Peter Schiff thinks that the Fed’s decision to keep raising interest rates will worsen inflation because it increases borrowing costs, which is an input cost that everyone has.
“In a nutshell, energy prices have gone up, and interest rates have gone up. All of this is going to bleed into higher consumer prices. The markets still don’t get this,” he said.
Peter Schiff shredders the soft-landing narrative and sees another market crash
“If markets weren’t expecting the Fed to bail them out, investors would not pay such high prices for stocks. It would be too risky.”
Investors are about to find out that the safety net isn’t there anymore because price inflation is no longer low.
The only way the Fed was able to bail the economy out of the 2008 financial crisis was by creating inflation. They were able to do that because price inflation – the way they measure inflation – stayed around 2%. Then they created more inflation to get the economy out of the COVID government shutdown mess. That was the final straw.
Over the last two years, we’ve seen the impact of inflation — money creation — in rapidly rising prices.
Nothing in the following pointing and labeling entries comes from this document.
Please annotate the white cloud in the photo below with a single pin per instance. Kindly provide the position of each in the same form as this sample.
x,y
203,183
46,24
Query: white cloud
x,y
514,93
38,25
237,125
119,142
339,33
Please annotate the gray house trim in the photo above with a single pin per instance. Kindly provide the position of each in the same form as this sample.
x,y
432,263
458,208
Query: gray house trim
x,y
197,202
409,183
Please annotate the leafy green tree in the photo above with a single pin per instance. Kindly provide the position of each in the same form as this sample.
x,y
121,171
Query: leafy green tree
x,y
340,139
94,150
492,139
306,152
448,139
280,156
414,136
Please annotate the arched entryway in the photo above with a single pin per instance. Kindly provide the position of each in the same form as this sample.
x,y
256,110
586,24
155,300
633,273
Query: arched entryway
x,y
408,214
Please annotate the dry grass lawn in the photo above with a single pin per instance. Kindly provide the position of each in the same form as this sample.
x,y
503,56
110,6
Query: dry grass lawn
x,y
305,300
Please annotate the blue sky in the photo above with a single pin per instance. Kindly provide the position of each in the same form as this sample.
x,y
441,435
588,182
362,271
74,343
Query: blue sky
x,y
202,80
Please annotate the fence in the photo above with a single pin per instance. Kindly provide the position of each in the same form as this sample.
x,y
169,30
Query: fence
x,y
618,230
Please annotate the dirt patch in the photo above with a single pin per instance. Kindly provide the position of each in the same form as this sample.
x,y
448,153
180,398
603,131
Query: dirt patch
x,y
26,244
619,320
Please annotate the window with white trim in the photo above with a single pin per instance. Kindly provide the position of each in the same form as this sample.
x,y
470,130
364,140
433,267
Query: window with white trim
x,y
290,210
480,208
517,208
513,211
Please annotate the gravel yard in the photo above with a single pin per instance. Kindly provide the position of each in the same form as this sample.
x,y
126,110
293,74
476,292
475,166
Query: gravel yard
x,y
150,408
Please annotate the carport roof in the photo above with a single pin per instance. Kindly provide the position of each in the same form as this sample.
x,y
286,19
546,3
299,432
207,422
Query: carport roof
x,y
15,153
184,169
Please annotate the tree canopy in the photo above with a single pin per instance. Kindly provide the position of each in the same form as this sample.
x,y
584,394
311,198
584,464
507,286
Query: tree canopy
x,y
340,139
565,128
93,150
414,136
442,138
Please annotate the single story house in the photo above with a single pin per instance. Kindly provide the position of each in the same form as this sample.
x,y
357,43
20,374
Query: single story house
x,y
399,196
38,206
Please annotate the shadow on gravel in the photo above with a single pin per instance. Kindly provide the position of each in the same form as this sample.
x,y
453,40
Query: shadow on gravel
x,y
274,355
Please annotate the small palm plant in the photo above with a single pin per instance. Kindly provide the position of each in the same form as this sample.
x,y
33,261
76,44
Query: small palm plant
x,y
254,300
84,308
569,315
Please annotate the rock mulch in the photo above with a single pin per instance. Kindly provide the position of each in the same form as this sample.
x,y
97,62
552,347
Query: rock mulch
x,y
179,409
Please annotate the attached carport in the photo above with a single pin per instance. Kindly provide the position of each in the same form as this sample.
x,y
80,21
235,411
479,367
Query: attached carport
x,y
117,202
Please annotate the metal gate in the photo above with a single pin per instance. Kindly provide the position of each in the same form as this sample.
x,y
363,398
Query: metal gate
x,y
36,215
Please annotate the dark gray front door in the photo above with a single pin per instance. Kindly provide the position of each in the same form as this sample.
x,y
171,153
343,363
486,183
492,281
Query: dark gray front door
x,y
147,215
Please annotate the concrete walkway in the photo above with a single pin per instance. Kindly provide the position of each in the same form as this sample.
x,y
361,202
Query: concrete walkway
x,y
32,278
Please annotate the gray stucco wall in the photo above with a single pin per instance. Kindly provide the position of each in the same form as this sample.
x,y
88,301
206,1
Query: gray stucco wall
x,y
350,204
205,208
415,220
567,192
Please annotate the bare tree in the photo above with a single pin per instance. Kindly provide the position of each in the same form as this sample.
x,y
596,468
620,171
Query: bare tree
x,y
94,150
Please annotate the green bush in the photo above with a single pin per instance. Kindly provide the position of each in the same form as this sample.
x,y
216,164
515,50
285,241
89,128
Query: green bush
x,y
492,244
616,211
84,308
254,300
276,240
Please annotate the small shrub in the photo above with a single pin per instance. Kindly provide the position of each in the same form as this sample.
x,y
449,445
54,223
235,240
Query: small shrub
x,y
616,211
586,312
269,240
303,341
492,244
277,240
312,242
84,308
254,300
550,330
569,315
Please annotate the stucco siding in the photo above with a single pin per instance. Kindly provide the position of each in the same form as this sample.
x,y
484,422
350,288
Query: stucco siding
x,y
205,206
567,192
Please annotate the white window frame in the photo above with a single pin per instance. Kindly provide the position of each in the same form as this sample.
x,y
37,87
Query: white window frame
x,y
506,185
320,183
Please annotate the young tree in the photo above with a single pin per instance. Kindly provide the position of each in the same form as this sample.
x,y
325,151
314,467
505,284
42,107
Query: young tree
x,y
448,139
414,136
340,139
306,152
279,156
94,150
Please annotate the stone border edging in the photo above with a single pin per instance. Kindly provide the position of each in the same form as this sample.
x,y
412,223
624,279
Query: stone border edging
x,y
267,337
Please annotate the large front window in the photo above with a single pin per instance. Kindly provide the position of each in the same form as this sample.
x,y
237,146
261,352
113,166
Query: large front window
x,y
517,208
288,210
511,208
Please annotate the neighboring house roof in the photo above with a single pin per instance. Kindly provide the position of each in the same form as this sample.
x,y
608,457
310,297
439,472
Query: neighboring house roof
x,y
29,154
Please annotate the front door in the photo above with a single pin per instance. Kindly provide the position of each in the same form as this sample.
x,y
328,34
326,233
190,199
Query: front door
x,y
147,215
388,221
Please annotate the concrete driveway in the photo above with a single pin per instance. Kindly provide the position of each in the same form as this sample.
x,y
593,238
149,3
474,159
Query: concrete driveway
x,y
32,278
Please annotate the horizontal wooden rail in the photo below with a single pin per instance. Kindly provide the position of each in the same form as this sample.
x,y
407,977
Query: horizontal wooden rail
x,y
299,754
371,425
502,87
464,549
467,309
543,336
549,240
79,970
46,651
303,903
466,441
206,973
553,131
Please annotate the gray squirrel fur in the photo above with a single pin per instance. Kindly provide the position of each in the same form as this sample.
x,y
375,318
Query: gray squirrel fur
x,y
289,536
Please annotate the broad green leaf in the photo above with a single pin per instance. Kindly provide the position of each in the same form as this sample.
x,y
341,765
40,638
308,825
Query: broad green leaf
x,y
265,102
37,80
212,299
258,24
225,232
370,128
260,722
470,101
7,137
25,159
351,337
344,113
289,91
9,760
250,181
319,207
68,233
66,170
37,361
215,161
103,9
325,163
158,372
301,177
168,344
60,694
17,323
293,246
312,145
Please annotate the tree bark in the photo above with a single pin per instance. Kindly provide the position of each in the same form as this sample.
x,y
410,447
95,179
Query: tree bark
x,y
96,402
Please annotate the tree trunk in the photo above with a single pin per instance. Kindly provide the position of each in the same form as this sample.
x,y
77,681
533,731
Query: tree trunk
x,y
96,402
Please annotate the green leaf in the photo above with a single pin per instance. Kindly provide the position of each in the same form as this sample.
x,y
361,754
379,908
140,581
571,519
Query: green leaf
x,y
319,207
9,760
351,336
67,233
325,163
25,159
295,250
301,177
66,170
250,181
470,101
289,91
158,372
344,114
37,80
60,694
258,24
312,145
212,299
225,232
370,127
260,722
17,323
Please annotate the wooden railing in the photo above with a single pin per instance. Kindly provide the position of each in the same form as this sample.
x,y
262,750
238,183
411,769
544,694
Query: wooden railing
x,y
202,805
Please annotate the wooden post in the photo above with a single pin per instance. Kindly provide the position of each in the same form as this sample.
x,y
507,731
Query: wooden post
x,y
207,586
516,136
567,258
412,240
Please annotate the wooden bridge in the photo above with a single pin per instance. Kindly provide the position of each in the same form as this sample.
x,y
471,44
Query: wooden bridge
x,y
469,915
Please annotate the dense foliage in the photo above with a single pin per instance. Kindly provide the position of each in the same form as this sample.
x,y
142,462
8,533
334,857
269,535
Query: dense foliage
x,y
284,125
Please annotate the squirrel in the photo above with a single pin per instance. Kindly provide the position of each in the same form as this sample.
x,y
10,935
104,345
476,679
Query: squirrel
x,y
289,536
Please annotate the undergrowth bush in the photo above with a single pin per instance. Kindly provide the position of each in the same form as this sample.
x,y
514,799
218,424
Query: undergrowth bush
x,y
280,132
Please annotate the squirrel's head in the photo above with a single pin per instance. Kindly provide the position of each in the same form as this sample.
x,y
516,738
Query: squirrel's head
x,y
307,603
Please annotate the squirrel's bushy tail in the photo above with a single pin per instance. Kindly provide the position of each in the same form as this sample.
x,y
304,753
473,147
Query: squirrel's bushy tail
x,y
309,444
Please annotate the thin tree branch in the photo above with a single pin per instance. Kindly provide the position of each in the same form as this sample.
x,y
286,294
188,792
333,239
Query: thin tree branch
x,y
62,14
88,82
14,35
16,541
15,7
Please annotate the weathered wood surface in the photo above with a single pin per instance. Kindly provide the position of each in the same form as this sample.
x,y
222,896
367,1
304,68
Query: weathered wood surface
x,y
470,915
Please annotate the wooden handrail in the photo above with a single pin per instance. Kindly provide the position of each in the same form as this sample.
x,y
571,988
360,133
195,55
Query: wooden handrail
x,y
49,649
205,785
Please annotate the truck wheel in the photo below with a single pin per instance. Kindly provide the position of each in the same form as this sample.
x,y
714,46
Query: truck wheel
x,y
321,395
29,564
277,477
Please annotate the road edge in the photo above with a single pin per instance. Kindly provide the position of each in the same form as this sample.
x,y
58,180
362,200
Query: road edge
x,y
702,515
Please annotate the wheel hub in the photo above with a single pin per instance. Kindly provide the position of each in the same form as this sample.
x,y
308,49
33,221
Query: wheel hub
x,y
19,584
When price inflation is the problem, inflation can’t be the solution. You can’t solve the inflation problem by creating inflation. That is the bind,” he said.
The problem is when the next disaster happens, the Fed can’t save us with more inflation. I mean, they can try. It won’t work. They may not try. Maybe they’ll realize it doesn’t work. But they’re not going to be able to get rates back to zero. They’re not going to be able to launch another round of QE,” he said.
“If the Fed does try to do what it’s done in the past — it will blow up the dollar,” he added.
But what if inflation is being used as a weapon to blow up the dollar in the Great power struggle of this century?